Important: Robust Evaluations of Nonprofit CEOs
By Eugene Fram
Like any group, the vast majority of nonprofit CEOs are hardworking managers dedicated to the mission, vision and values of their organizations. The nonprofit evaluation processes of the past, typically involving a cursory examination of the financials plus a simple questionnaire to directors, simply isn’t sufficient for the 21st century. A much more rigorous process is needed if to keep the public’s faith in nonprofit world. I have been involved with these types of evaluations, and the professional CEOs involved understood their necessity.
Following are the steps I consider necessary for a robust CEO evaluation.
• Have active audit committee. Have this committee meet at least four times a year. Sarbanes-Oxley, strongly suggests that the chair have a strong accounting background. This will give some assurance that management’s data interpretations, whether from the CEO or CFO, are reasonable. In addition, the external auditor should have direct access to the committee and/or its chair.
• Have external auditors meet with the committee without management present. Classical board questions posed at these meetings include: Was management cooperative in the conduct of the audit? Did you note any unusual payments? How expert are our personnel handling financial information? What, if any changes are needed in internal accounting systems?
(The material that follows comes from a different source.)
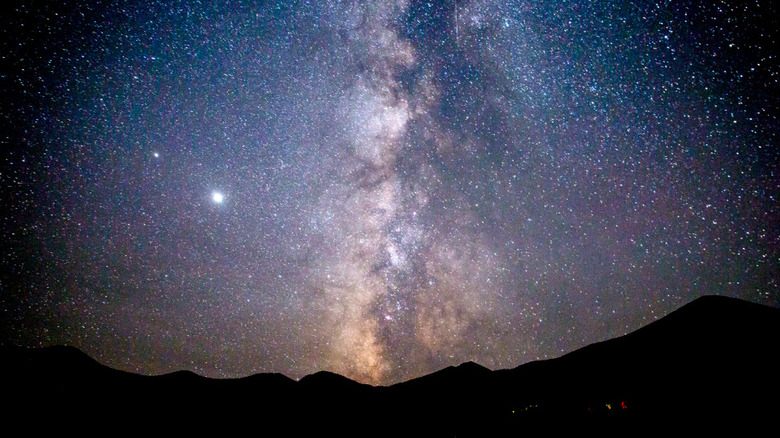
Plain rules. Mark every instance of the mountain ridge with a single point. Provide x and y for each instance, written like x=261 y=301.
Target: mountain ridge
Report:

• Have a process (per Sarbanes-Oxley) that encourages directors to meet occasionally with key personnel below the management level. This process should become one with which management and staff can become reasonably comfortable. (Note: I have used this process, for decades as a FP or NFP director.)
• Qualitative impacts have not been assessed in the past. These included such outcomes as enhanced life quality, elevated artistic sensitivity, community commitment, successful advocacy or any of the other honorable but inherently vague goals that nonprofits frequently adopt. These are important outcomes for many nonprofits and need to be included in the process. Specifics on how to measure qualitative goals, developed jointly by the CEO and board, that track progress and drive change are located at:http://bit.ly/OvF4ri .
• Develop a feedback mechanism by which all information can be routed to management for corrective changes. Unless it has been indicated that the CEO may be involved with nefarious activities, the board has an obligation to report all material information to the CEO. Some information may need to be reported anonymously to protect staff privacy.
• Consider installing a whistle-blower telephone line. Its availability is extremely effective and cost effective. With the assistance of legal counsel establish a written policy to avert conflicts with privacy issues. .
All of these steps have been used by for profit organizations and some high performance nonprofits since the beginning of the century. They do not negatively affect the trust that needs to be built between the CEO and the board. In fact, I can point to experiences in which they enhance trust. It is part of the board’s 21st century overview responsibility to “Trust But Verify.” But it’s also important for boards and CEOs to understand the full implications for utilizing these steps.